I take my time rereading the letter, imagining the dozens of times Nia herself has read it, fingers smoothing the creases and tracing the torn edge until it is soft and pliable like cloth.

She won't want to hear what I really think. Even I don't want to admit the reality of my own thoughts. That Ridge was at peace with his diagnosis in a way Nia cannot accept. That Ridge saw strengths and positives in a degenerative disease.

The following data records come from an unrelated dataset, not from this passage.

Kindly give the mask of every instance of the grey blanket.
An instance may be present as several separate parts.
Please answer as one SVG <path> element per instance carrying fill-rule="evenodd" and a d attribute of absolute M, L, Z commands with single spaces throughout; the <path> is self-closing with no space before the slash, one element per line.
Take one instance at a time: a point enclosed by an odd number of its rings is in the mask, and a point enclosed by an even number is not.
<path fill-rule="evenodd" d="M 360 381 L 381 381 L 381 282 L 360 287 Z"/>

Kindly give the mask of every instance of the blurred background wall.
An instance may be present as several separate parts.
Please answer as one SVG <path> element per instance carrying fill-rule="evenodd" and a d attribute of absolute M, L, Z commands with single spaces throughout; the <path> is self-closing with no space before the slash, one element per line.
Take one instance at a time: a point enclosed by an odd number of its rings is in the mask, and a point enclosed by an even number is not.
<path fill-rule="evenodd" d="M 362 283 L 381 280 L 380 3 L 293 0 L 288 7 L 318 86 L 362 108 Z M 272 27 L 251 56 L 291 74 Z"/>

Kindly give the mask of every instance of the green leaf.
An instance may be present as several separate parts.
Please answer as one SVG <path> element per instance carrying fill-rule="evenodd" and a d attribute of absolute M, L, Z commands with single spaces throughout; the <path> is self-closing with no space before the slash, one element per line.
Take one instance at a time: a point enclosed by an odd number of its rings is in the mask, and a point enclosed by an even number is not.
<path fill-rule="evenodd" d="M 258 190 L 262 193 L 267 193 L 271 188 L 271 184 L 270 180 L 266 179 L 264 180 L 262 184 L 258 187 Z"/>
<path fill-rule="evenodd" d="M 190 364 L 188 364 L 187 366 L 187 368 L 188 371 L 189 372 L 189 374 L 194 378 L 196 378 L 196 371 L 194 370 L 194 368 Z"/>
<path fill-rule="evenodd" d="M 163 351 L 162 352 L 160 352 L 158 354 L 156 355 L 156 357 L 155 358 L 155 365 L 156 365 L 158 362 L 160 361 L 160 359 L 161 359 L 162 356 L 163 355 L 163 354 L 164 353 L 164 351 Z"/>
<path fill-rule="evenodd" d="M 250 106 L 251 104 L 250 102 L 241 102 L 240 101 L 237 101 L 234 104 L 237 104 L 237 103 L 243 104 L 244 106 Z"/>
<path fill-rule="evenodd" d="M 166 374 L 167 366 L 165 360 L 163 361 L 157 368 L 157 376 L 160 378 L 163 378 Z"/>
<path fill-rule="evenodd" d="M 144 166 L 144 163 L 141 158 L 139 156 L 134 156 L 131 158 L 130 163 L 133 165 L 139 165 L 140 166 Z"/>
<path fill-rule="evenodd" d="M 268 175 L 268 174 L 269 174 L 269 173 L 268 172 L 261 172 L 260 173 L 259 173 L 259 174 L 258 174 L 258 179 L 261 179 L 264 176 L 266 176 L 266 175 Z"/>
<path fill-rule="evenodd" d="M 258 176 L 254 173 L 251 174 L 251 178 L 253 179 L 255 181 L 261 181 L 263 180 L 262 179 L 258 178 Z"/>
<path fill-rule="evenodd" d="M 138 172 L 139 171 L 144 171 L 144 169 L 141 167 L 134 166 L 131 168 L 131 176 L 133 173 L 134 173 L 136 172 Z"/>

But when I open my mouth to reply is some manner—I haven't even decided whether it'll be a lie or the truth yet—Nia suddenly clamps her hand over my mouth. She leans in closer to me, peering over my shoulder. My nostrils flare as I try to breathe as quietly as possible, and my eyes roll to the left as far as possible, but I am no frog: I cannot see behind my own head.

For a moment, we are frozen and still, and I wait to be alerted to the threat that Nia had caught long before my own senses could.

With her lips moving against my ear, she breathes, "Slowly bend down." With her words, she puts pressure on my shoulder, and together we sink down so that we are hidden entirely behind the wall of books. And still I have heard and seen nothing.

Fen from two months ago would have had a hard time keeping his questions from boiling over. He would've been craning his neck to try to find what was going on to make Nia so nervous. It's at that moment that I realize part of me did die in the Barrens. I can no more be the Fen of old than I can pretend I still need to serve penance for what that Fen did. With Asis, with Nia, I am wholly new.

She is facing me, although her attention is on whatever is beyond the wall of books. Her body is close enough that I can feel the heat from her skin and smell the sweat that has dried on her skin. The necklace I gifted her lays against her collarbone, reflecting the light from beyond the cave. I'm still surprised that she is wearing it.